Monday morning the road in front of my house was blanketed in deep snow, the sky gray and threatening more bad weather to come. I fixed a cup of coffee and debated the wisdom of my driving to Washington. On the verge of scrapping my plans, I called the state police and learned that 1-95 North was clear, the snow tapering off to less than an inch by Fredericksburg. Deciding that my state car wasn’t likely to make it out of my driveway, I loaded the cardboard box in my Mercedes.

As I turned off on the Interstate, I realized that if I had a wreck or were pulled over by the police, it wasn’t going to be easy explaining why I was heading north in an unofficial car with human skeletons in the trunk. Sometimes flashing my medical examiner shield wasn’t enough. I never would forget flying to California carrying a large briefcase packed with sadomasochistic sexual paraphernalia. The briefcase got as far as the X-ray scanner, and the next thing I knew airport security was squiring me away for what was nothing less than an interrogation. No matter what I said, they couldn’t seem to get it through their heads that I was a forensic pathologist en route to the National Association of Medical Examiners’ annual meeting, where I was to give a presentation on autoerotic asphyxiation. The handcuffs, studded collars, leather bindings, and other unseemly odds and ends were evidence from old cases and did not belong to me.

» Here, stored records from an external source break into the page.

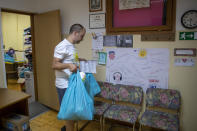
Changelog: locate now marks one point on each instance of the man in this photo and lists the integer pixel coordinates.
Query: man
(65, 62)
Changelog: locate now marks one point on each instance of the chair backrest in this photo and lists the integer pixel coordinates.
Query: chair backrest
(121, 93)
(105, 90)
(163, 98)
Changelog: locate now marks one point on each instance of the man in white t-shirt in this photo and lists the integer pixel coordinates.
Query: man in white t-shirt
(66, 61)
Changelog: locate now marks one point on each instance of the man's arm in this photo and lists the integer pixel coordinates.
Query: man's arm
(58, 65)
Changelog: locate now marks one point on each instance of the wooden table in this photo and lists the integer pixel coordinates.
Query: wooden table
(13, 101)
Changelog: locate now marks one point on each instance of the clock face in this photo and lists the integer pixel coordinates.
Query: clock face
(189, 19)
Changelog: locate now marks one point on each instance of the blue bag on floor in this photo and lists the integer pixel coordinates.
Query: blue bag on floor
(76, 103)
(91, 85)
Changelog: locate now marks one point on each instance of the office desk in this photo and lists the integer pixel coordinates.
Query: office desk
(13, 101)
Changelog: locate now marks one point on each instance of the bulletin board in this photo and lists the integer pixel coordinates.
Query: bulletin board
(158, 17)
(154, 15)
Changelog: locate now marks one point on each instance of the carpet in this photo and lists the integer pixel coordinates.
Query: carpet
(36, 108)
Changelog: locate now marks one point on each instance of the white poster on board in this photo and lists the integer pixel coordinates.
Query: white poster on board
(138, 67)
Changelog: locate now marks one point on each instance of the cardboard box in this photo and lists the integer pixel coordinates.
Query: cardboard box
(15, 122)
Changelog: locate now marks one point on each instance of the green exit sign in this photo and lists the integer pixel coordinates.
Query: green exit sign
(188, 36)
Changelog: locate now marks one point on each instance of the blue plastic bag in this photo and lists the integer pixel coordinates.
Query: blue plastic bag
(76, 103)
(91, 85)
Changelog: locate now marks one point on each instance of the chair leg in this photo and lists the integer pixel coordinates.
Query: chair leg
(101, 123)
(140, 127)
(76, 126)
(134, 127)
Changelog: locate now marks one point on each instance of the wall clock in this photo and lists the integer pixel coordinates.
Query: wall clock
(189, 19)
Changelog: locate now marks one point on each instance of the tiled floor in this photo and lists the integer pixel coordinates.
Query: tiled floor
(48, 122)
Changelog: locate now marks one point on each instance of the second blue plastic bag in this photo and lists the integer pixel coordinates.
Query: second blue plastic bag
(76, 103)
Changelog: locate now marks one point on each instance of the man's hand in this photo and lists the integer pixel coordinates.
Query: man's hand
(73, 67)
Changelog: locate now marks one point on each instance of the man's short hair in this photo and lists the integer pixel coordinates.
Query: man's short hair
(76, 27)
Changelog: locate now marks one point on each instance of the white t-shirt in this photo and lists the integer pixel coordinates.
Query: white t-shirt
(67, 53)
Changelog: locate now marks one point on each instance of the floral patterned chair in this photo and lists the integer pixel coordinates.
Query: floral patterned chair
(126, 107)
(162, 107)
(102, 101)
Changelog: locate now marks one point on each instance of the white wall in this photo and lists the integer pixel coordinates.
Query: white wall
(72, 11)
(2, 65)
(77, 11)
(22, 5)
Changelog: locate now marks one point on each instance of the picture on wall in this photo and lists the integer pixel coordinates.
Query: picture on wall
(102, 58)
(95, 5)
(118, 40)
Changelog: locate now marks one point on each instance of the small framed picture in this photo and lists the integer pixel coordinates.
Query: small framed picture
(95, 5)
(97, 21)
(102, 58)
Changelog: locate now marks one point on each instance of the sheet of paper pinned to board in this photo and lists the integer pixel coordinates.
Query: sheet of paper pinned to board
(97, 41)
(147, 68)
(88, 66)
(132, 4)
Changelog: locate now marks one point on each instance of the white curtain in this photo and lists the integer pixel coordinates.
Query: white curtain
(2, 63)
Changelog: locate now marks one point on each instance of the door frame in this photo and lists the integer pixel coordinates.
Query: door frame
(31, 14)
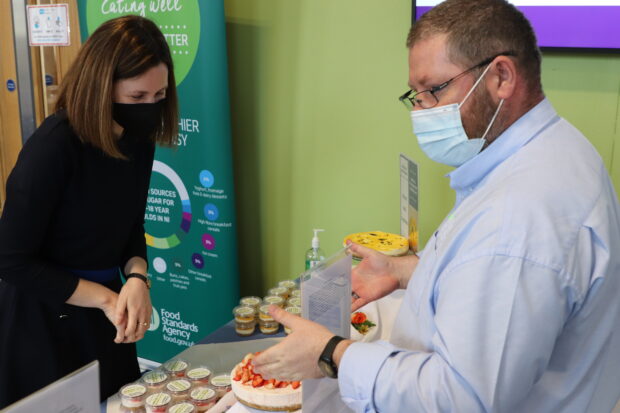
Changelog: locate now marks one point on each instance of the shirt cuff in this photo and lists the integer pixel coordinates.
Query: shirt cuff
(357, 373)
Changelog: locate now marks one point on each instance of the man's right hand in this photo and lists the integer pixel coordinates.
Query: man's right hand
(378, 275)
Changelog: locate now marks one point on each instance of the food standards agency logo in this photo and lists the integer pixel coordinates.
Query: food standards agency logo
(155, 320)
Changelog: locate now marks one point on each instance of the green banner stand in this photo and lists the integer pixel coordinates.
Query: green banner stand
(190, 213)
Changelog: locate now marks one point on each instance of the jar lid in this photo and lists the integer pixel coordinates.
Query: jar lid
(183, 407)
(293, 310)
(155, 377)
(198, 373)
(158, 399)
(133, 390)
(221, 380)
(251, 300)
(202, 393)
(278, 291)
(294, 301)
(176, 365)
(288, 284)
(244, 311)
(273, 299)
(179, 385)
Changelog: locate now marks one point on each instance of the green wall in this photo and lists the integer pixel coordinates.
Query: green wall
(317, 127)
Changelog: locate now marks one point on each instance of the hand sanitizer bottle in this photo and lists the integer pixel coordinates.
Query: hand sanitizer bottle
(314, 255)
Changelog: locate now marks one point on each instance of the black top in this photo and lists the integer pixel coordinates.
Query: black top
(68, 207)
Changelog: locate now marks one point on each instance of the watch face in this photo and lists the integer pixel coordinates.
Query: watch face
(327, 368)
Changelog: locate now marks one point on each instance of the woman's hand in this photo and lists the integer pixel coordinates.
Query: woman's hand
(133, 311)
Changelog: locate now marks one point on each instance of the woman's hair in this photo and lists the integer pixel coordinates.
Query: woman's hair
(120, 48)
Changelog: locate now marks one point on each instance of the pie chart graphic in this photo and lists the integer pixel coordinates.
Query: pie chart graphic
(174, 239)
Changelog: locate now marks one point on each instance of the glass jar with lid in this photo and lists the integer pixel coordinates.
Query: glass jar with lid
(266, 322)
(221, 384)
(203, 398)
(179, 389)
(133, 397)
(245, 320)
(176, 368)
(158, 402)
(199, 375)
(273, 299)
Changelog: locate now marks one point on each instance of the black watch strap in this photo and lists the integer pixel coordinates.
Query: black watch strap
(326, 359)
(142, 277)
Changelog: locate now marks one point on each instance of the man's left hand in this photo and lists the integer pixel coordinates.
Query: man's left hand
(296, 356)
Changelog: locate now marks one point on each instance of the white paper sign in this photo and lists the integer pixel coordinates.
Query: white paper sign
(409, 223)
(48, 25)
(76, 393)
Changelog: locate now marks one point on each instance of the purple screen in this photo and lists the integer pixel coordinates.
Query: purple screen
(571, 26)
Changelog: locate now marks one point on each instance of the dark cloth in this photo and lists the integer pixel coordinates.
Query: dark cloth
(68, 206)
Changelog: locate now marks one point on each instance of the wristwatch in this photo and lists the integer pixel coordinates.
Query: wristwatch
(144, 278)
(326, 361)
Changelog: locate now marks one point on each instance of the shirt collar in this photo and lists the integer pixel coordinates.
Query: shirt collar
(465, 178)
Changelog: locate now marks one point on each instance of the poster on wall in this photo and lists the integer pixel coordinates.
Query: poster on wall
(48, 25)
(190, 212)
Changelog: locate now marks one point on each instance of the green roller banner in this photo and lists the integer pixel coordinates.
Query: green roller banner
(190, 213)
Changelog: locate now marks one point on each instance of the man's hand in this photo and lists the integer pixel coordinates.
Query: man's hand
(296, 357)
(377, 275)
(133, 311)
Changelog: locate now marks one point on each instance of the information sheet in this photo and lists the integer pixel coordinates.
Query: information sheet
(409, 201)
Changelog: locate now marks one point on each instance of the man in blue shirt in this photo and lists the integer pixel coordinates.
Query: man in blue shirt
(514, 304)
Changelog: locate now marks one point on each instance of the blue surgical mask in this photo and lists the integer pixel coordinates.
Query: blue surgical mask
(441, 134)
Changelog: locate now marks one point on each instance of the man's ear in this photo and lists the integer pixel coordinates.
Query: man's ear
(503, 80)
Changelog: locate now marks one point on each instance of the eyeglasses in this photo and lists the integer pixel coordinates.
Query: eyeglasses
(427, 98)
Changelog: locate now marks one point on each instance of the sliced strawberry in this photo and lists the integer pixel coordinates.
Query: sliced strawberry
(257, 381)
(245, 377)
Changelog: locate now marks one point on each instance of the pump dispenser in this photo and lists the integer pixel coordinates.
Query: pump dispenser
(314, 255)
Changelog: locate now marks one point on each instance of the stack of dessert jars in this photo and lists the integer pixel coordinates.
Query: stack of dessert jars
(253, 311)
(175, 387)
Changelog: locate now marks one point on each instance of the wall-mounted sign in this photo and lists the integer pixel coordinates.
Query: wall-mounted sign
(48, 25)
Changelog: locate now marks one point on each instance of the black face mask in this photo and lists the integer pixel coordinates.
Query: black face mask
(139, 119)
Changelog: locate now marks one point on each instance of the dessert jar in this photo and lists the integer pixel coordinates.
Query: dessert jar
(290, 285)
(155, 381)
(279, 291)
(294, 301)
(293, 310)
(133, 397)
(175, 368)
(203, 398)
(199, 375)
(183, 407)
(221, 384)
(266, 323)
(179, 390)
(273, 299)
(158, 402)
(251, 301)
(245, 320)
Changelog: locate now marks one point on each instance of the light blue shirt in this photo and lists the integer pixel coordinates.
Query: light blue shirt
(515, 303)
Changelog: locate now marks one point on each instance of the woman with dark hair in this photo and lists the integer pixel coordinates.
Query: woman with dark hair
(73, 221)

By ten-thirty I was in D.C. and had managed to find a parking place within a block of Constitution Avenue and Twelfth. I had not been to the Smithsonian’s National Museum of Natural History since attending a forensic anthropology course there several years before. When I carried the cardboard box inside a lobby fragrant with potted orchids and noisy with the voices of tourists, if wished I could leisurely peruse dinosaurs and diamonds, mummy cases and mastodons, and never know the bleaker treasures housed within these walls.